Creative Mindfulness: Claraboya’s odd leftover lot
by Janice Hoffmann
Never anyone’s first choice, 35 years ago we fell in love with an unusual, long narrow lot that only nodded to the street in front, but lavishly embraced the valley to the sides and back.
Decades after Claraboya was developed and the avant garde use of concrete was featured in “Life” magazine, enough time had passed that the original houses already needed facelifts. Yet here was this empty space on Mountain Avenue, only prized by amorous teenagers after football games, or so we’ve been told on more than one occasion.
Our previously unwanted incapacious piece of dirt with minimum frontage suited us just fine, as we adjusted our perspective, building a house which only glimpsed the main thoroughfare, the length being the true facade, taking full advantage of the canyon view beyond and below.
Having both grown up in uninteresting boxes, crowded with possessions to attempt aesthetic redemption, my husband in crowded Queens, son of Jewish immigrants, and me, born amidst the Midwestern Plains to fourth-generation farmers, Larry and I had the common sense to build a simple Mediterranean floor plan and to not put very much inside it. Halfway through our fourth decade in this house, we still treasure the serenity and peace that comes from classic lines, adequate space, and an abundance of glass that blurs the lines between inside and out, allowing us to live with lavish florae, some of which come with stories attached.
Welcoming you to our front door is a huge pot of Christmas cacti, its girth as big as Santa’s middle. When I migrated to Southern California in the late 1970s, the only friend accompanying me on my journey was a few sprigs of this from my cousin’s yard, a long way from anywhere cacti grew naturally.

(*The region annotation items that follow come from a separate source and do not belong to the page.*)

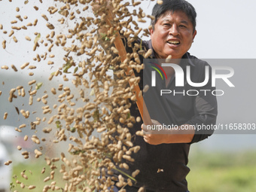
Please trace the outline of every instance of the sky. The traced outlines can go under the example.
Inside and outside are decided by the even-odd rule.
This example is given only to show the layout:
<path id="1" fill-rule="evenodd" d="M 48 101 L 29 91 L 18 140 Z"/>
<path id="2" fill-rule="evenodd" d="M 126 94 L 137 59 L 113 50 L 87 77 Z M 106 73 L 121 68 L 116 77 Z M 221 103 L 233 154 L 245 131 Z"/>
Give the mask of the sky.
<path id="1" fill-rule="evenodd" d="M 8 0 L 2 0 L 0 2 L 0 14 L 2 15 L 0 18 L 0 23 L 3 24 L 4 28 L 10 26 L 10 21 L 16 19 L 16 14 L 26 14 L 29 19 L 24 24 L 29 22 L 33 22 L 34 18 L 41 17 L 41 13 L 35 11 L 35 10 L 23 10 L 24 7 L 24 1 L 13 0 L 12 3 L 10 3 Z M 34 1 L 29 1 L 29 4 L 35 5 L 40 5 L 40 3 Z M 50 2 L 50 1 L 49 1 Z M 191 3 L 197 12 L 197 35 L 194 39 L 194 42 L 189 50 L 189 52 L 200 59 L 256 59 L 255 52 L 255 31 L 256 25 L 255 18 L 256 12 L 254 8 L 256 7 L 256 1 L 254 0 L 187 0 Z M 141 8 L 143 8 L 147 14 L 151 14 L 151 9 L 154 5 L 154 2 L 147 1 L 142 1 Z M 47 5 L 48 6 L 48 5 Z M 49 5 L 50 6 L 50 5 Z M 16 7 L 20 8 L 20 11 L 17 13 L 14 11 Z M 47 10 L 47 7 L 41 7 L 42 10 Z M 91 12 L 90 12 L 91 14 Z M 53 19 L 53 18 L 52 18 Z M 53 18 L 54 19 L 54 18 Z M 149 20 L 148 20 L 149 22 Z M 35 30 L 40 31 L 41 36 L 49 32 L 44 31 L 46 23 L 41 19 L 38 21 L 38 25 Z M 141 24 L 142 27 L 148 27 L 149 23 L 145 24 Z M 41 28 L 44 26 L 44 28 Z M 56 30 L 65 30 L 61 26 L 57 28 Z M 7 38 L 7 35 L 3 35 L 2 30 L 0 30 L 0 41 L 7 38 L 8 48 L 6 50 L 0 49 L 0 66 L 15 64 L 17 67 L 23 65 L 27 59 L 27 56 L 31 56 L 32 54 L 35 54 L 31 50 L 27 51 L 28 47 L 31 47 L 32 42 L 26 42 L 26 44 L 22 44 L 20 41 L 17 44 L 14 44 L 11 38 Z M 20 31 L 17 33 L 17 39 L 24 39 L 25 35 L 29 35 L 32 39 L 35 38 L 33 32 L 29 31 Z M 33 36 L 34 35 L 34 36 Z M 58 53 L 57 50 L 53 50 L 56 56 L 61 55 L 61 53 Z M 62 59 L 59 59 L 58 56 L 54 59 L 56 63 L 59 63 L 62 66 Z M 58 65 L 56 65 L 58 66 Z M 246 66 L 245 66 L 246 68 Z M 41 75 L 49 76 L 49 68 L 45 69 L 44 67 L 41 69 Z M 51 69 L 51 70 L 53 70 Z M 0 76 L 3 70 L 0 69 Z M 21 72 L 21 75 L 24 74 L 27 75 L 28 71 L 25 70 Z M 242 79 L 246 78 L 247 72 L 251 74 L 251 70 L 248 68 L 245 69 L 242 76 Z M 249 73 L 250 72 L 250 73 Z M 251 83 L 252 81 L 252 83 Z M 254 79 L 251 79 L 250 86 L 254 86 Z M 239 91 L 239 90 L 237 90 Z M 254 93 L 250 92 L 253 96 Z M 230 96 L 231 97 L 232 96 Z M 242 98 L 242 95 L 239 96 Z M 239 96 L 236 96 L 238 99 Z M 251 97 L 252 98 L 252 97 Z M 248 99 L 251 99 L 248 98 Z M 233 103 L 230 104 L 234 105 Z M 254 108 L 253 108 L 254 109 Z M 236 109 L 237 110 L 237 109 Z M 241 114 L 241 111 L 236 111 L 236 108 L 233 109 L 233 115 L 236 114 Z M 251 114 L 254 111 L 251 111 Z M 241 117 L 242 117 L 242 114 Z M 256 120 L 255 120 L 256 121 Z M 255 122 L 256 123 L 256 122 Z M 237 143 L 238 139 L 242 139 L 244 141 L 242 143 Z M 227 142 L 227 141 L 229 141 Z M 242 148 L 249 148 L 252 145 L 255 144 L 254 135 L 250 136 L 241 136 L 241 135 L 217 135 L 211 137 L 210 139 L 206 139 L 204 142 L 199 145 L 202 148 L 215 148 L 215 146 L 219 145 L 219 148 L 224 148 L 227 146 L 227 149 L 230 149 L 234 145 L 237 145 L 236 148 L 245 145 Z"/>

I wasn’t the first to give this beauty an opportunity to hitchhike: the genius Schlumbergera was named by the French taxonomist botanist who identified it in the Amazon jungle in the late 1800s. Christmas cacti come in several color combinations and I am thrilled each year as their audacious juxtaposition of colors bring smiles to my face. One starts with vivid coral orange buds that day by day become a startling fuchsia. Another has white blossoms tinged with an exquisite pink reminiscent of something rendered pure as the inside of a conch shell.
At the other end of the house, standing sentinel over the valley, very special pots of cacti nicknamed Zulu Giants reign supreme. On the afternoon of his second grade elementary school fair, Larry walked home from P.S. #107, proudly carrying a small milk carton full of dirt, top half cut off, and in it was a precious phallic treasure: one stalk of a cactus. The name Stapelia gigantea seemed out of place for such a tiny offering.
Seventy years later, this one stem has propagated prolifically, fathering veritable jungles of succulents that cascade over the edges of their pots. They annually grace us with parachute blossoms, and are an excuse to once again tell the story of how small dreams, and odd leftovers become savorable pleasures.